The big rumor driving markets in the last 24 hours is the idea that the ECB will step in as the lender of last resort in Italy once the austerity bill is officially passed. It’s a hilarious quid pro quo – you crush your economy through austerity and we’ll buy a few bonds to ease market fears. Danske Bank has some details on the timeline here:
“The development in Italy will continue to be focal in the coming week. It is key that the austerity bill (EUR60bn) will pass in the lower house. The vote is set to take place on Sunday. We expect the ECB to step up its buying on Monday, once Italy has done its part. It is possible that the ECB will send out a statement on Sunday evening in which it recognises Italy’s last move, as was also the case in August. Back then, when Italy and Spain were included in the Securities Markets Programme (SMP), the ECB successfully pushed 10-year yields from around 6.5% to under 5%. The purchases were massive in the first 7-day period (EUR22.5bn). However, this time the purchases are likely to be even bigger, say +EUR30bn in the first 7-day period. It is essential that the ECB sends a clear signal that it is committed, as it will be tested by the market repeatedly. PM Berlusconi is expected to step down once the bill has passed. We still don’t know whether Italy will go for a general election or whether a national unity government will be formed. This week President Napolitano announced that Mario Monti (former EU commissioner) has been named senator for life, which would make it easier for him to lead a “technocrat” unity government. If this gets broad support it would be the ideal solution from a market point of view.”

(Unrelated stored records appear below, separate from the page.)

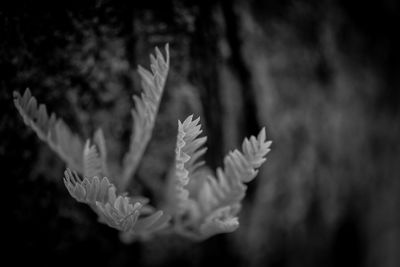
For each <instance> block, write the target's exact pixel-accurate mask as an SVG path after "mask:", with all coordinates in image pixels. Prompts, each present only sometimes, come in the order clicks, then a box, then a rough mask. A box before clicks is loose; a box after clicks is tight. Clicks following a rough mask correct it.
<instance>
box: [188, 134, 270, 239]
mask: <svg viewBox="0 0 400 267" xmlns="http://www.w3.org/2000/svg"><path fill="white" fill-rule="evenodd" d="M270 145H271V141H266V134H265V129H262V130H261V131H260V133H259V134H258V136H257V137H254V136H251V137H250V138H249V139H247V138H245V140H244V141H243V144H242V149H243V153H242V152H240V151H238V150H234V151H231V152H229V154H228V155H227V156H226V157H225V159H224V168H223V169H222V168H218V169H217V171H216V177H213V176H211V175H209V176H207V177H206V178H205V179H203V180H202V183H201V184H200V185H199V186H198V188H197V190H198V192H196V194H195V195H196V196H197V198H196V204H197V209H198V211H197V212H199V213H200V214H201V216H200V218H202V219H200V222H199V235H200V236H201V237H202V238H203V239H204V238H207V237H208V236H210V235H213V234H216V233H223V232H230V231H233V230H235V229H236V228H237V227H238V225H239V222H238V218H237V217H236V214H237V213H238V212H239V210H240V208H241V204H240V201H241V200H242V199H243V198H244V196H245V193H246V185H245V184H244V183H247V182H250V181H251V180H252V179H254V177H255V176H256V175H257V173H258V170H257V169H258V168H259V167H260V166H261V165H262V163H264V162H265V160H266V158H265V157H266V155H267V154H268V152H269V151H270V148H269V147H270ZM204 218H205V219H204Z"/></svg>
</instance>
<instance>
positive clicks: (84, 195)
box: [64, 169, 170, 234]
mask: <svg viewBox="0 0 400 267" xmlns="http://www.w3.org/2000/svg"><path fill="white" fill-rule="evenodd" d="M64 184H65V186H66V188H67V190H68V192H69V193H70V194H71V196H72V197H74V198H75V199H76V200H77V201H78V202H81V203H85V204H88V205H89V206H90V207H91V208H92V209H93V210H94V211H95V212H96V213H97V214H98V216H99V221H100V222H103V223H105V224H107V225H108V226H110V227H112V228H115V229H117V230H120V231H123V232H130V233H132V234H141V233H142V232H144V233H146V234H149V233H152V232H153V231H157V230H159V229H161V228H162V227H165V226H166V225H167V224H168V221H169V219H170V217H169V216H168V215H164V213H163V212H162V211H153V212H152V213H151V214H150V215H148V211H146V209H145V207H146V206H145V204H146V202H147V201H146V200H142V198H130V197H128V196H124V195H118V194H117V193H116V192H117V189H116V188H115V186H114V185H113V184H112V183H110V181H109V180H108V178H107V177H103V178H102V179H99V178H98V177H97V176H95V177H85V178H84V179H81V178H80V177H79V176H78V175H77V174H76V173H75V172H72V171H71V170H70V169H67V170H66V171H65V172H64ZM147 208H148V206H147ZM141 215H145V217H141V218H139V216H141Z"/></svg>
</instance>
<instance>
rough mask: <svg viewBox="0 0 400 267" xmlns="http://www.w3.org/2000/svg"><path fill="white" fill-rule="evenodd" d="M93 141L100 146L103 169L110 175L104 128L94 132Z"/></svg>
mask: <svg viewBox="0 0 400 267" xmlns="http://www.w3.org/2000/svg"><path fill="white" fill-rule="evenodd" d="M93 143H94V144H95V145H96V147H97V148H98V150H99V151H98V152H99V154H100V155H99V156H100V162H101V170H102V171H103V174H104V175H105V176H107V175H109V172H108V165H107V147H106V140H105V139H104V134H103V130H102V129H97V130H96V132H95V133H94V137H93Z"/></svg>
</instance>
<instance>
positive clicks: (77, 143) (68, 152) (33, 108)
mask: <svg viewBox="0 0 400 267" xmlns="http://www.w3.org/2000/svg"><path fill="white" fill-rule="evenodd" d="M14 104H15V107H16V108H17V110H18V112H19V114H20V115H21V116H22V118H23V120H24V122H25V124H26V125H28V126H29V127H31V128H32V129H33V130H34V131H35V132H36V134H37V136H38V137H39V138H40V139H41V140H42V141H44V142H46V143H47V144H48V145H49V146H50V148H51V149H52V150H54V151H55V152H56V153H57V154H58V156H59V157H60V158H61V159H63V160H64V161H65V162H66V163H67V165H68V166H69V167H70V168H72V169H74V170H76V171H78V172H82V170H83V166H82V151H83V142H82V141H81V139H80V138H79V136H77V135H76V134H73V133H72V132H71V130H70V129H69V127H68V126H67V125H66V124H65V123H64V122H63V121H62V120H61V119H57V118H56V116H55V115H54V113H52V114H51V116H49V114H48V113H47V109H46V106H45V105H44V104H39V105H38V103H37V100H36V98H35V97H34V96H32V94H31V92H30V90H29V89H26V90H25V93H24V94H23V96H21V95H20V94H19V92H14Z"/></svg>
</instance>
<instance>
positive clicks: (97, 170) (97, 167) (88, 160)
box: [83, 140, 103, 177]
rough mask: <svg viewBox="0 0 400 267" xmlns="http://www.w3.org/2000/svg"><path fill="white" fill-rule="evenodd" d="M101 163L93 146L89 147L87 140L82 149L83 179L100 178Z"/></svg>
mask: <svg viewBox="0 0 400 267" xmlns="http://www.w3.org/2000/svg"><path fill="white" fill-rule="evenodd" d="M102 174H103V171H102V161H101V159H100V156H99V153H98V152H97V148H96V146H95V145H90V141H89V140H87V141H86V144H85V148H84V149H83V176H84V177H95V176H97V177H101V176H102Z"/></svg>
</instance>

Will this work? It depends. If the ECB came out and said: “we are a buyer of Italian bonds at 6%”, then yes, this will work. But they won’t do that. Instead, they’ll likely repeat what they did in August where they buy EUR20B+ bonds, yields sink and then EMU leaders crawl back into their corner where they can watch everything start to meltdown again. As we now know, austerity and tepid bond buying is not the fix. Austerity without growth improvements leads to a worsening budget situation. Have we learned nothing from recent experience? And Italy’s growth prospects are particularly atrocious (see here). The odds of them growing their way out of this catastrophe is practically nil. So, the only real fix here is for the ECB to step in as THE buyer. That or a Euro bond/central treasury solution. In other words, you have to eliminate the solvency issue in Italy. I don’t think the Germans are willing to unleash the bazooka that is required here. Jurgen Stark made that VERY clear earlier this week. Their long standing fears of inflation override all of this.
So, we’ll wait and see what happens in the coming week, but I am fairly certain that nothing has been resolved and nothing will be resolved. The Europeans are in denial over what is required here and their inability to work together is now on full display for the world to see. I believe they should move towards fiscal union, but I don’t for a second underestimate the potential risk of a dissolution of some sort. At times I claim to be able to predict the madness of crowds, but I would never pretend to be able to predict the madness of politicians.